Les missions du Rafale se trouvent au cœur de notre défense. C'est évidemment le cas s'agissant de la dissuasion nucléaire. Mais aussi des missions conventionnelles, telles que l’attaque au sol ou en mer, ou encore la supériorité aérienne. D’autres missions reflètent plus directement l’environnement stratégique d'aujourd'hui, et sont des missions de gestion de crise, telles que les activités de renseignement avec un niveau d'autoprotection élevé, la participation à des actions combinées, en situation d’interopérabilité avec un ou plusieurs alliés (c'est exactement ce que nous faisons au Kosovo) et dans un contexte de très grande intensité technologique – des missions qui, souvent, requièrent des qualités de précision, de retenue dans l’usage de la force, et de souplesse d’emploi.

La polyvalence est donc, au regard des besoins de notre défense et de ceux de notre diplomatie, une exigence qui est au centre de la conception de cet appareil. Cette polyvalence correspond par ailleurs à une autre caractéristique du contexte actuel, dans lequel le Rafale devra s’insérer.

La nécessité de maîtriser les dépenses publiques, dans un environnement où la menace militaire majeure venue de l’Est n’est plus d’actualité, appelle, à terme, un appareil unique pour les deux armées, et pour tous les types de mission; un appareil conçu sur des principes de modularité et d'évolutivité, afin que sa durée de vie atteigne en effet les quarante années que nous lui avons fixées. Enfin, un appareil aussi polyvalent, c’est un atout supplémentaire pour les contrats à l’exportation que nous pensons prioritaires, et qui peuvent nous aider à atteindre l’objectif de maîtrise du coût global de cet appareil.

Vous savez que ce gouvernement attache une grande importance à la construction d’une défense européenne plus cohérente, plus puissante, et cela aussi bien sur le plan industriel que sur le plan de la capacité de décision politique.

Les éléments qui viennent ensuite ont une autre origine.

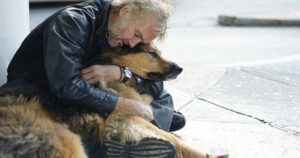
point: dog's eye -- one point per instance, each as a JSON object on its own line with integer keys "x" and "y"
{"x": 154, "y": 55}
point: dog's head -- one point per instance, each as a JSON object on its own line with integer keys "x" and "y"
{"x": 144, "y": 60}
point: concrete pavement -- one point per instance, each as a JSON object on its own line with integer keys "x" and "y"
{"x": 240, "y": 86}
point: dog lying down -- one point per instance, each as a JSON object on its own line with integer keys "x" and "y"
{"x": 29, "y": 129}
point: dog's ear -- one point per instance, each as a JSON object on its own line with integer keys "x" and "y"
{"x": 107, "y": 57}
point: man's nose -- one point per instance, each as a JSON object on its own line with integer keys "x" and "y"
{"x": 133, "y": 42}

Dans cette perspective, le Rafale démontre de manière éclatante le savoir-faire de notre industrie française dans tous les domaines qui touchent à la construction aéronautique et aux systèmes d’armes qui lui sont liés. La vitalité de notre outil industriel qu’il démontre se trouvera encore accrue par la mise en commun de nos ressources et de nos savoir-faire avec nos partenaires européens. Il nous permet d’envisager les négociations entre partenaires européens avec assurance et confiance.

Le Rafale, nous le savons maintenant, sera là pour prouver et soutenir les intérêts stratégiques, diplomatiques et industriels de la France pour les décennies à venir. C’est pourquoi, comme vous, Monsieur le Président, je lui souhaite longue vie.